Pruning Cherry Trees
Like all fruit trees, cherry trees are pruned with the long-range intent of shaping them for easier picking and bigger yields. This means a tree open enough to permit light penetration. But sweet cherry trees naturally grow tall and upright. And you’re working with nature . . . you can’t change her too much and still expect cooperation. Therefore your sweet cherries will have to be pruned into taller trees than your sour ones.
Prune so that four or five branches off the main trunk become the primary bearing limbs of a cherry tree. They should leave the tree at a wide angle. The single top growing straight up is your leader. Leave it alone. But trim all other branches so they are shorter than the leader.
In deciding which branches to prune off, look for ones that point sharply upward. Also, you won’t want the remaining branches to be too close together or all on one side. Mentally blow the tree up to climbing size. Could you climb it comfortably? A tree pruned for good climbing is a tree that will bear well. A good treehouse-tree, on the other hand, one that has three or four branches all coming out at the same spot up the trunk, is less apt to be a high-yielding tree.
Major pruning for shape need be done only once. Usually it’s done when the tree is first planted, since this forces good root development. Maintenance pruning after that consists only of trimming out cross-branches that rub together, dead or sickly branches, and those that make a tree lopsided, filling out too much in one direction. Overall, up to ten major branches may be allowed to develop over the years.
Problems, Pests and Solutions
Sour cherries are more disease-resistant than the sweet type . . . which is why you’ll rarely find a sweet wild cherry. One pest to which they are both prey, however, is the tent caterpillar. If tent caterpillars strike, you have two alternatives. Let them be, and they’ll eat every leaf in sight, multiply happily, kill the tree, and after several years decrease in numbers for lack of food. Or harvest the caterpillars as soon as you spot them. If you can manage to keep the population down, the cycle won’t have a chance to start spiraling, and eventually they will disappear. If harvesting tent caterpillars is not your idea of how to spend a sunny Sunday, get some praying mantises to give you a hand.
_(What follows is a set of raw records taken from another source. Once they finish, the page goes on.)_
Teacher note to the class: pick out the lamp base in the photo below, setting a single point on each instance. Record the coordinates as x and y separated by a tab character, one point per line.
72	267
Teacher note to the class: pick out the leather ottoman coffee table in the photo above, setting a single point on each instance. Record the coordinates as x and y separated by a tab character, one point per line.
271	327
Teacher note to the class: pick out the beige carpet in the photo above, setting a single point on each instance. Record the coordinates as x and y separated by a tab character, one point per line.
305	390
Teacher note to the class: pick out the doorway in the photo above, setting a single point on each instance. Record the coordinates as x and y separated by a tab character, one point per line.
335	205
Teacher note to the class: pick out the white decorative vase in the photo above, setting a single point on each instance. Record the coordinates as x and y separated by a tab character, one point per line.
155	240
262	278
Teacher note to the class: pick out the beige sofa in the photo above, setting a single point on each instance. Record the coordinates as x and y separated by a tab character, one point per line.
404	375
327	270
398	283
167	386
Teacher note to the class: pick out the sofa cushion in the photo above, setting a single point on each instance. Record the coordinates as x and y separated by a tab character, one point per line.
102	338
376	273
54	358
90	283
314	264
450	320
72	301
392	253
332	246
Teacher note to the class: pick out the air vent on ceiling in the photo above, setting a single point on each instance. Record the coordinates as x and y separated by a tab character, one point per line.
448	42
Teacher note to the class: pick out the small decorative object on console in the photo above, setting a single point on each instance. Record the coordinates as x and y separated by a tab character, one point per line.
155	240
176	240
You will occasionally find worms in your cherries. How you feel about the changing times and the “new squeamishness” will determine how you feel about the worms. My grandmother used to deal with worms in preserving cherries simply by going ahead and canning them. When you opened a jar of the incredibly tasty compote, you simply skimmed the worms off the top in the kitchen before ladling the plumblack cherries into the Limoges dishes for presentation in the dining room. The worms had been boiled out and were as neatly preserved as the cherries. Now I’d have to admit that finding worms in a can of commercial preserves these days would upset me a little, but not nearly as much as the additives in it that I don’t see.
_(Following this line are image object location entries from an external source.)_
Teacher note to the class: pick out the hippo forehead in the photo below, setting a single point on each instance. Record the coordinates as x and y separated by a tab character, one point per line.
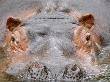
50	30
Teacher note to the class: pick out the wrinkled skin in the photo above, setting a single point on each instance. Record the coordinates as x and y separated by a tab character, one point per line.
39	51
50	48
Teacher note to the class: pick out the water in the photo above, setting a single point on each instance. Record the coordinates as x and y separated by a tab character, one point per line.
51	39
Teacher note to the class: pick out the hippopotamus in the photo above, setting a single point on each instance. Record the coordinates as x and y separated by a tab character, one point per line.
41	48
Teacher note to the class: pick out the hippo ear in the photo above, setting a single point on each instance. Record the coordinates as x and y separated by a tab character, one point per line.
12	23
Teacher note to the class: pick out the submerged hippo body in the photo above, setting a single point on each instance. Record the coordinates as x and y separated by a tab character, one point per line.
50	52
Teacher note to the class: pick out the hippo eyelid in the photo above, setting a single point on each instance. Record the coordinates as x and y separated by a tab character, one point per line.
13	39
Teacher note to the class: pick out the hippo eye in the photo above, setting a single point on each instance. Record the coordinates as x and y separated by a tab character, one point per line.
88	37
13	39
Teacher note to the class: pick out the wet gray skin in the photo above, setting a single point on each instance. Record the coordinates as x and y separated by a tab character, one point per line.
50	49
50	34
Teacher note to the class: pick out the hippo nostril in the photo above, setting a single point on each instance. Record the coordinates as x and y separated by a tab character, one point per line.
88	37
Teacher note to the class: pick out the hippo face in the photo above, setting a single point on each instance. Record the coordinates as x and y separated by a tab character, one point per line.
42	48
A final problem with cherry trees is birds. This one you’re not going to avoid “noways, nohow”. You’ll begin to think you’re running an aviary instead of an orchard. So you do one of two things. Either you generously plant enough extra trees to feed the birds too, including some mulberries, which they like best of all, or you cover the trees with bird netting. Myself, I prefer birds to ghostly draped trees that vaguely hint of nature gone away on vacation. Commercial orchards employ an automatic cannon that goes off with an explosive bang–but no ammunition–scaring the birds away. Again personally, I can think of better ways to spend my time in the country than being surrounded by cannon fire.
Harvesting Cherries
The biggest harvesting problem with cherries is avoiding a bellyache. If you work on the one-for-yourself, three-for-the-basket principle, you might survive. Pick fruit for eating without stems. They won’t keep as long, but it’s less of a strain on the tree. Fruit for storage or sale should be picked with the stems. Use a light, twisting, upward movement to separate the stem from the spur. Be careful not to injure or break the spur . . . it’s the source of your future fruit.